The obvious thing to wonder is what the acronym even means. It is not easy to tell. A lot of people know what it stands for, but not what it means. The first thing I want to do is explain this.
We have a few pieces I will be explaining. There is obviously the Model, the View, and the Controller. One piece a lot of people forget about is the infrastructure. This includes any external resources you might access: databases, files, RSS feeds, etc. Even though the acronym goes MVC, for the purposes of this article I will be going View, Controller, and then Model.
View - What
As anyone who has ever tried to test a web application
knows, it is difficult to test the UI of an application. It is easy to test a method with few dependencies because you can easily just call the method and check the results. With web pages it is quite difficult since you would need to check what html the page is generating. In the case of MVC, the view is not very different from the web forms version. The difference actually comes in how people use them. These views for the most part need to only know about displaying information. Decisions should not be made on the UI. Those decisions should be made elsewhere. Even decisions which will affect UI should be elsewhere and just called from the View.
View - Why
This is a huge advantage to us because we no longer have much to test in the UI. This makes it a lot easier to test the UI because it is a lot less complicated.

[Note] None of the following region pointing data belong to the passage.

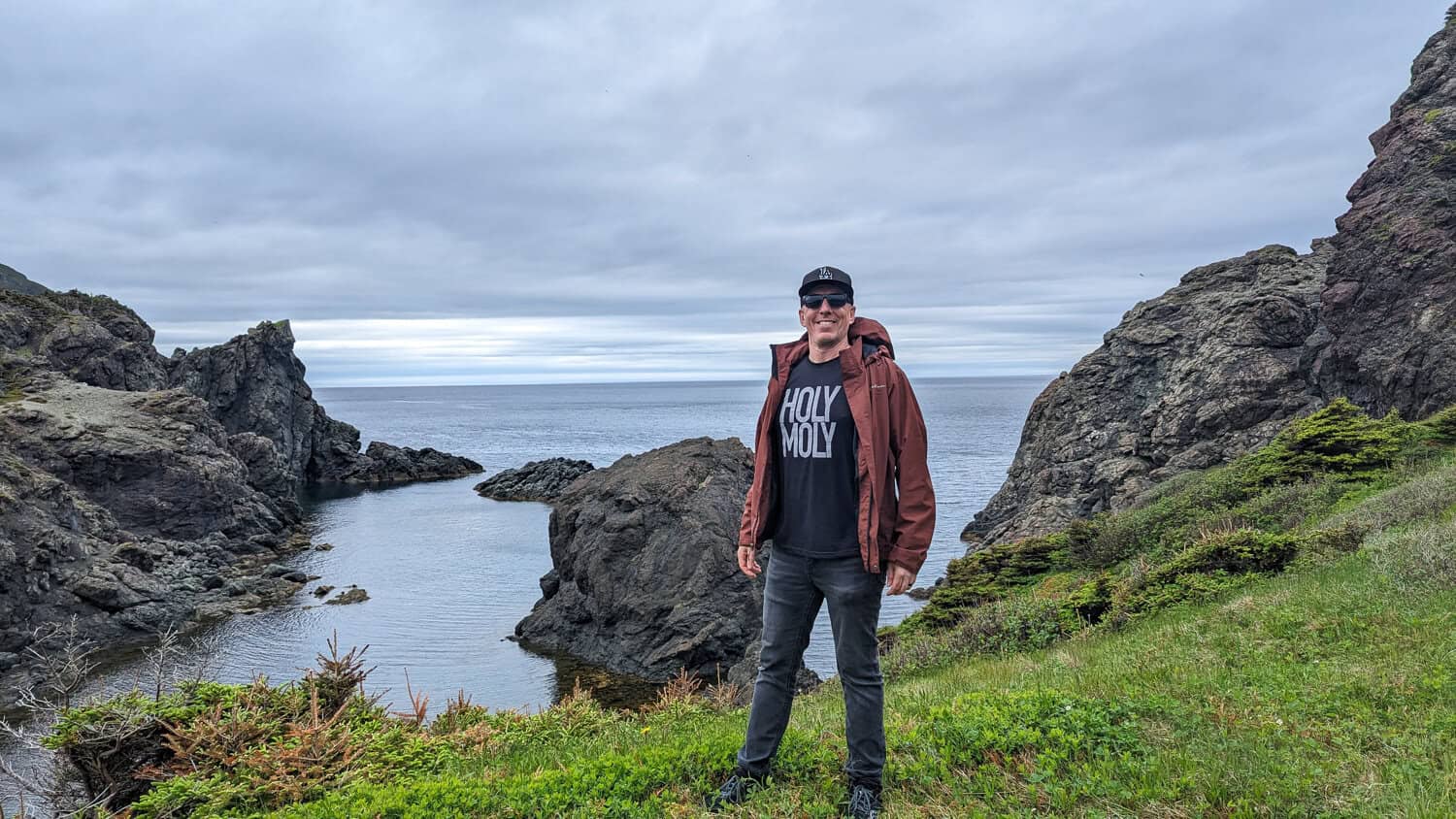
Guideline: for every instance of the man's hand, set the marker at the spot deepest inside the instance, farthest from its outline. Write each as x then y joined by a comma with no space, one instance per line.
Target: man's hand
748,560
897,582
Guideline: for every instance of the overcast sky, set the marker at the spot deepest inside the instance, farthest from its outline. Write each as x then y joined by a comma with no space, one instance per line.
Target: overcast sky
450,194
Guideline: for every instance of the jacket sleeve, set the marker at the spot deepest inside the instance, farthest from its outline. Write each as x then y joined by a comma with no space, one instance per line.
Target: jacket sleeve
914,524
748,525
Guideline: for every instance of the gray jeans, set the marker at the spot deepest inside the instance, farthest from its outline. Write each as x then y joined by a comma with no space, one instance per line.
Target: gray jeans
794,589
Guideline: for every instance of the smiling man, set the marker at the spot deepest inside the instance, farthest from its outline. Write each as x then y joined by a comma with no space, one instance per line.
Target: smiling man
841,486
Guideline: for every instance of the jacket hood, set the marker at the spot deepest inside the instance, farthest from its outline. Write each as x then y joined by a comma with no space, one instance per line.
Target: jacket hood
870,331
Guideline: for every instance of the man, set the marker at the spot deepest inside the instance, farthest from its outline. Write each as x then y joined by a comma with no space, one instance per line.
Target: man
841,486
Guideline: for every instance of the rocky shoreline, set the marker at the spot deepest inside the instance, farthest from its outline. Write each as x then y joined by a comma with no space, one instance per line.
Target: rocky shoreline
1217,364
536,480
140,492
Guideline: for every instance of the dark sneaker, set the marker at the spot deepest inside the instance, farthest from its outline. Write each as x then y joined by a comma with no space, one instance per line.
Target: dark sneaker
733,792
864,803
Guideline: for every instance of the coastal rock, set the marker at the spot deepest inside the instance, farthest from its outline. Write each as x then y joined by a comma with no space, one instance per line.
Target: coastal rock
12,278
348,597
644,574
1389,299
1217,364
140,492
127,512
1206,372
535,480
253,384
384,463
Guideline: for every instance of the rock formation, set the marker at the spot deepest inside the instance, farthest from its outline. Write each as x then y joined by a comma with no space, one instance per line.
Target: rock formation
536,480
644,574
1219,363
1208,370
1389,297
140,492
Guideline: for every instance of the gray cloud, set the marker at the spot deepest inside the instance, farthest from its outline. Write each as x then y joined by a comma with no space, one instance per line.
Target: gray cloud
638,189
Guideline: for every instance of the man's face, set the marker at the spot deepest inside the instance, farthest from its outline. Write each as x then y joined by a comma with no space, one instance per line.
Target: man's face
827,326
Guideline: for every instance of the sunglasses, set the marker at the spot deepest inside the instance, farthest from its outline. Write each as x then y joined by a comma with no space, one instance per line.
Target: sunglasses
812,300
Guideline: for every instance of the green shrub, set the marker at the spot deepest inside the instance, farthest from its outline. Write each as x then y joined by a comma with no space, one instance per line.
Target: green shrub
1443,425
1414,499
989,574
1337,440
1213,565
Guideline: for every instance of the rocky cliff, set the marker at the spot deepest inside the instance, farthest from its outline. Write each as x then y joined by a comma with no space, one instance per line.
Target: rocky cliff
535,480
140,492
644,574
1214,366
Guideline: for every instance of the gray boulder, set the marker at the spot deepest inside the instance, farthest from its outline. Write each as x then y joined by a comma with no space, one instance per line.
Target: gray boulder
536,480
140,492
1389,297
1190,378
125,510
645,577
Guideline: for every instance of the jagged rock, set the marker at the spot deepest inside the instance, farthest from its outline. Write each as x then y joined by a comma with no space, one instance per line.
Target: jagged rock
1216,366
347,598
12,278
255,386
535,480
1389,299
140,492
644,574
124,510
1190,378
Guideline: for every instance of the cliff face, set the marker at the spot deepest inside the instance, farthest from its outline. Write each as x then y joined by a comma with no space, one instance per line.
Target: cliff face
1210,369
1213,367
1389,299
140,492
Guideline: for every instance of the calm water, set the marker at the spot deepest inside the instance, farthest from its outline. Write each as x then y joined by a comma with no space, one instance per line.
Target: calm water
450,573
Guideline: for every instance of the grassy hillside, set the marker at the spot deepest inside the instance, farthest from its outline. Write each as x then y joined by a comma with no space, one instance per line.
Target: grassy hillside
1275,638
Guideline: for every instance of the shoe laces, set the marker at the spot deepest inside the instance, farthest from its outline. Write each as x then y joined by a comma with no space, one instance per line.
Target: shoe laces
736,789
862,803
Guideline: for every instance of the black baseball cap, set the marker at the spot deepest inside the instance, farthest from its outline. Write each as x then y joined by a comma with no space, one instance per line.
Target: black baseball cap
827,276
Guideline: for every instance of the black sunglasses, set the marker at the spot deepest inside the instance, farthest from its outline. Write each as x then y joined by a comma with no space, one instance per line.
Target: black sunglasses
812,300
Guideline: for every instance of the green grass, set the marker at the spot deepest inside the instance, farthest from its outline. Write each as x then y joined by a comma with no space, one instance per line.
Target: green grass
1274,638
1325,693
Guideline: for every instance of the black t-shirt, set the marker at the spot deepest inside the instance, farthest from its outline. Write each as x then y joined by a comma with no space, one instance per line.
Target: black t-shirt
815,443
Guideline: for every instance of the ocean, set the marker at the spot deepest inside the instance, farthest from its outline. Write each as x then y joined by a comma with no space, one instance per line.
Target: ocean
448,573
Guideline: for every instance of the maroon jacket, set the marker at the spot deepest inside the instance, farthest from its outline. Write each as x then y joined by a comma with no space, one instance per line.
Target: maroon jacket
893,525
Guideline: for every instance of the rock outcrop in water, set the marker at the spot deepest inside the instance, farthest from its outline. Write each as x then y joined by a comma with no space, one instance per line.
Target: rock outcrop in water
645,576
535,480
140,492
1217,364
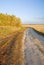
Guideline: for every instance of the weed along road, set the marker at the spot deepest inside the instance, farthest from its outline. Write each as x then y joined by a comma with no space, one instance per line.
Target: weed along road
22,48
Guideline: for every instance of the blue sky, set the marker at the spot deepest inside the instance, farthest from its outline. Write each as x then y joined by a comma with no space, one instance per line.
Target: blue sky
30,11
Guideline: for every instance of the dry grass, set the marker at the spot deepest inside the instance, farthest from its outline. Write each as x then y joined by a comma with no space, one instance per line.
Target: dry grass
39,27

This makes our tests easier and also has a lot fewer tests we will need in the UI.
Controller - What
The controller is exactly as its name states. The controller takes control of the site. This is where all of the actions logic exits. Actions which users may take using the site are exactly what you will find in the controller. The pages, which users can view, are in here. Forms around the site will post back to these actions in the controller. This is a lot like what used to exist in the web forms. This logic would be contained in the code behind files of the pages.
Controller - Why
As we mentioned before about the view, user interfaces are hard to test. I have also mentioned that we kept a lot of this logic with the UI in the past. By keeping this completely separate the whole time, we are able to keep the view clean of this logic. The controller is actually pretty easy to test. Actions in controllers receive information from the forms when users post to the site. Thanks to bindings, the methods for the actions take parameters which are used to get the data from the user.
When we test these we can pass in the data we want to test as parameters and we are able to look at the result returned from the controller. This allows us to very easily and effectively test the controller and its actions.
Model - What
The model is the connection between the application and the data in the infrastructure. In the model you will define all of your domain objects. This is where entity classes will exist. These classes will define your data. These will include properties of different types as well as probably some logic specifically for working with these classes.

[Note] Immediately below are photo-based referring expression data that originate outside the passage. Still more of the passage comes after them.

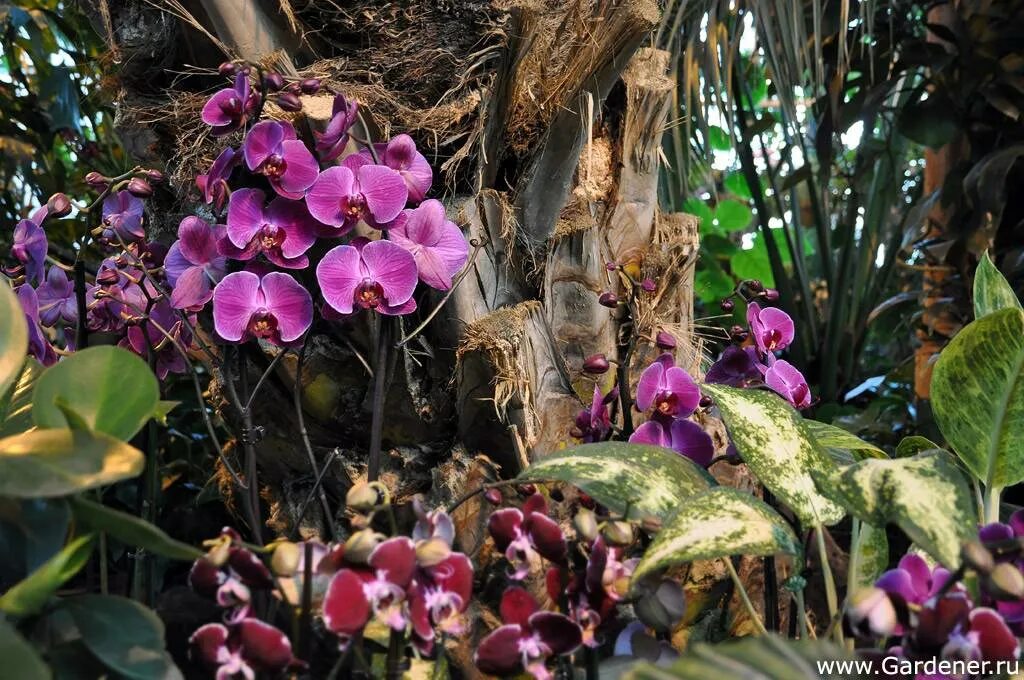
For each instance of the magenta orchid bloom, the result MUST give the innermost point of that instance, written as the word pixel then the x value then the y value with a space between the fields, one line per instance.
pixel 772 329
pixel 245 648
pixel 194 264
pixel 527 639
pixel 56 299
pixel 436 244
pixel 214 183
pixel 787 381
pixel 668 388
pixel 331 143
pixel 272 150
pixel 369 274
pixel 400 155
pixel 283 230
pixel 683 436
pixel 274 307
pixel 341 197
pixel 228 109
pixel 527 536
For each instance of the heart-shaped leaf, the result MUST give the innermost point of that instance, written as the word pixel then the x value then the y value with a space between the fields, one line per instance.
pixel 978 396
pixel 773 441
pixel 48 463
pixel 112 388
pixel 131 530
pixel 649 480
pixel 719 522
pixel 926 496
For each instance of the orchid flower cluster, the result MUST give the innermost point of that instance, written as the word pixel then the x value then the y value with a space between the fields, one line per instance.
pixel 927 611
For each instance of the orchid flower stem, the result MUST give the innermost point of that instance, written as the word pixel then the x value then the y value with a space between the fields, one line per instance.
pixel 744 598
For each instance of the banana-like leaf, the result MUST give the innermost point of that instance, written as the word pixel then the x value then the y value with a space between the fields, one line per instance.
pixel 648 480
pixel 719 522
pixel 978 396
pixel 777 447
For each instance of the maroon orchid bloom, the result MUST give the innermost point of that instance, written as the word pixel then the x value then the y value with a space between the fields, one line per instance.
pixel 527 639
pixel 527 536
pixel 244 648
pixel 271 149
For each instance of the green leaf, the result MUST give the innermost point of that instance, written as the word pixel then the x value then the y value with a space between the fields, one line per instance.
pixel 112 388
pixel 991 290
pixel 29 595
pixel 13 338
pixel 926 496
pixel 719 522
pixel 776 447
pixel 127 637
pixel 48 463
pixel 19 659
pixel 131 530
pixel 650 480
pixel 978 396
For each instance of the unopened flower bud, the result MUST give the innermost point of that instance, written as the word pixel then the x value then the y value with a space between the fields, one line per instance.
pixel 596 365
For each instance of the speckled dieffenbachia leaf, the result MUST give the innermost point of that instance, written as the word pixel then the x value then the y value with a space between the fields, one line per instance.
pixel 991 291
pixel 720 522
pixel 927 496
pixel 776 445
pixel 978 396
pixel 650 480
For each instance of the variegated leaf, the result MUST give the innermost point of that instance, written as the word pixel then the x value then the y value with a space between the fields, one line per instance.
pixel 720 522
pixel 649 480
pixel 978 396
pixel 927 496
pixel 776 445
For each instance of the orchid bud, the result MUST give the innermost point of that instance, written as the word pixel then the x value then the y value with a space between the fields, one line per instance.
pixel 286 558
pixel 58 205
pixel 139 187
pixel 596 365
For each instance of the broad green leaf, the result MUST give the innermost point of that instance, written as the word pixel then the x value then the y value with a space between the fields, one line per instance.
pixel 719 522
pixel 926 496
pixel 991 290
pixel 775 444
pixel 124 635
pixel 649 480
pixel 112 388
pixel 48 463
pixel 19 659
pixel 13 338
pixel 978 396
pixel 131 530
pixel 29 595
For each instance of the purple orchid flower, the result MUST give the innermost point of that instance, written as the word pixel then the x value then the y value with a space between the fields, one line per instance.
pixel 56 299
pixel 331 143
pixel 246 648
pixel 683 436
pixel 283 230
pixel 214 183
pixel 272 150
pixel 194 264
pixel 787 381
pixel 527 536
pixel 274 307
pixel 228 109
pixel 527 638
pixel 369 274
pixel 668 388
pixel 772 329
pixel 436 244
pixel 341 197
pixel 39 344
pixel 122 214
pixel 400 155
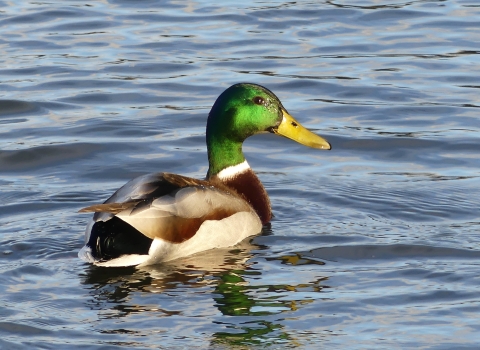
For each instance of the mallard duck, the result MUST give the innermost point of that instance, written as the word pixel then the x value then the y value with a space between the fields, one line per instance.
pixel 162 216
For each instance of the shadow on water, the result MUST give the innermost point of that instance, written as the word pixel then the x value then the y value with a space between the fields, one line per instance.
pixel 229 276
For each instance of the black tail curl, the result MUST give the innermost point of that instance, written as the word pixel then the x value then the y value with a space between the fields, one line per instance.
pixel 114 238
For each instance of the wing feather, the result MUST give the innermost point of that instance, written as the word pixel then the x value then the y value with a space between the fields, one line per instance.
pixel 168 206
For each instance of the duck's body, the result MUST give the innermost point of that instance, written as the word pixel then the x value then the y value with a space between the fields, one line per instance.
pixel 161 217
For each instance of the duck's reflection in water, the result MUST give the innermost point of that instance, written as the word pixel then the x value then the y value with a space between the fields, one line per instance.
pixel 208 287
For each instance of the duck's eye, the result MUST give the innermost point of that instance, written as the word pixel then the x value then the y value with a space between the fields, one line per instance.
pixel 258 100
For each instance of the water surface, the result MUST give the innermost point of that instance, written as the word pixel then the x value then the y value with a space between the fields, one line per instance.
pixel 374 244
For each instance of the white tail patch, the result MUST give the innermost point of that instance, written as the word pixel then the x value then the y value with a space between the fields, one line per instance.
pixel 233 170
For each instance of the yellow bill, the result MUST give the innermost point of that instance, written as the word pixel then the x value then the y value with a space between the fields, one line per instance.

When data needs to be shown to users, it is obtained in the controller and this modeled data is then passed from the controller to the view. The model is where the application is going to get its data.
Model - Why
It just makes sense to keep the data objects and the logic which works with them separate from the rest of the application. I am sure if you know about unit testing, then you know all about the idea of breaking dependencies. Keeping these objects nicely separated allows you to test them more easily.